Tal Simons is a Professor at the Department of Management, Tilburg School of Economics and Business, Tilburg University, The Netherlands. Her research interests primarily concern dynamics of persistence and change of organizations, organizational forms, populations and categories emphasizing historical dynamics, and drawing on diverse theoretical perspectives. Those are examined in a variety of contexts, such as contested industries and the creative sector among others, using varied methodologies, frequently combining quantitative and qualitative methods and longitudinal designs. Tal’s research has been published in the ‘Academy of Management Journal’, ‘Administrative Science Quarterly’, and ‘Management Science’, among others.
Déborah Philippe is a Professor of Strategy at the Faculty of Business and Economics of the University of Lausanne, Switzerland. Her primary research interest concerns how social evaluations, such as legitimacy, status, or stigma, affect organizations’ behavior, with a particular focus on inter-organizational dynamics. Déborah’s research has been published in the ‘Strategic Management Journal’ and ‘Journal of Management Studies’.

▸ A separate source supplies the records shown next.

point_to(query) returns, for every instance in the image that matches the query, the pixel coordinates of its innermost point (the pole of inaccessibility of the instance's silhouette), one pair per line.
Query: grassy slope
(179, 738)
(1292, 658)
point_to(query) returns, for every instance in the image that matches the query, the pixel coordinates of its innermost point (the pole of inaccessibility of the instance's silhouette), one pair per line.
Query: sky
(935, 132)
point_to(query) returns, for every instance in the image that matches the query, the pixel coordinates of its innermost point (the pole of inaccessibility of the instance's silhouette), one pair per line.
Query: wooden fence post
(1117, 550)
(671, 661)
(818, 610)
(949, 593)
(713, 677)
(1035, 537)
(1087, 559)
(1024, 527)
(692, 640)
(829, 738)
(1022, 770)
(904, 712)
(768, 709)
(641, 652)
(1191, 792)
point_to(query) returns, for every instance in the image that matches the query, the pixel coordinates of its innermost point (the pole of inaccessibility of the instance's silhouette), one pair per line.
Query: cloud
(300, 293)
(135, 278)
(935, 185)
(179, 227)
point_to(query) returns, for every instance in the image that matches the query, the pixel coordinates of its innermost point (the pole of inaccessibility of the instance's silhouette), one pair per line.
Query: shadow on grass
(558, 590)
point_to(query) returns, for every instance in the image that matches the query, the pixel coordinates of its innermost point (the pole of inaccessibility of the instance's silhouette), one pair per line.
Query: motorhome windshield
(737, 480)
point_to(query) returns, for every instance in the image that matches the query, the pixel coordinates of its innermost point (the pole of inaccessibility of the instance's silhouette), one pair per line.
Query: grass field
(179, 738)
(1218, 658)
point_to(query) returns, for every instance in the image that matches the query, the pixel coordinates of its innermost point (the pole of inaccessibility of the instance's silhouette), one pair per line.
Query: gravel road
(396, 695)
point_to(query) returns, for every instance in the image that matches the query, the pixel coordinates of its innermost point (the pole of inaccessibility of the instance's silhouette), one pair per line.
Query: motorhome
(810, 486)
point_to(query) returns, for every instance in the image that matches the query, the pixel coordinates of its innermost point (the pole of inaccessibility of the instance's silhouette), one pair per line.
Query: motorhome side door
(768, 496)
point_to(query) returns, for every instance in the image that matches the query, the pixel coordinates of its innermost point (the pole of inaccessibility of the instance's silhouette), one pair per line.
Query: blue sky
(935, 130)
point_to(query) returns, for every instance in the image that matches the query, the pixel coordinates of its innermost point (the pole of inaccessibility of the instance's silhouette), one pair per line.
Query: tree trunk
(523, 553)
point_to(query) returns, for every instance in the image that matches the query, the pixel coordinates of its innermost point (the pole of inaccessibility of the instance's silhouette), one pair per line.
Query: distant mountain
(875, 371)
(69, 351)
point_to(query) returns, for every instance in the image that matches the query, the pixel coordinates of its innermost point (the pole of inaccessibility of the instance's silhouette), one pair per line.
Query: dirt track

Ana M. Aranda is an Asistant Professor at the School of Business and Economics, Católica-Lisbon, Portugal. Ana’s research lies in the intersection between organizational theory and strategy. She explores where institutional pressures and legitimacy threats originate and how they impact the performance of contested industries. Hence, her research intersects with the study of social movements and legal environments as well. Using the empirical setting of the contested industries, Ana’s research combines strategy and organizational theory to theorize and test how institutions shape industry’s strategy and performance.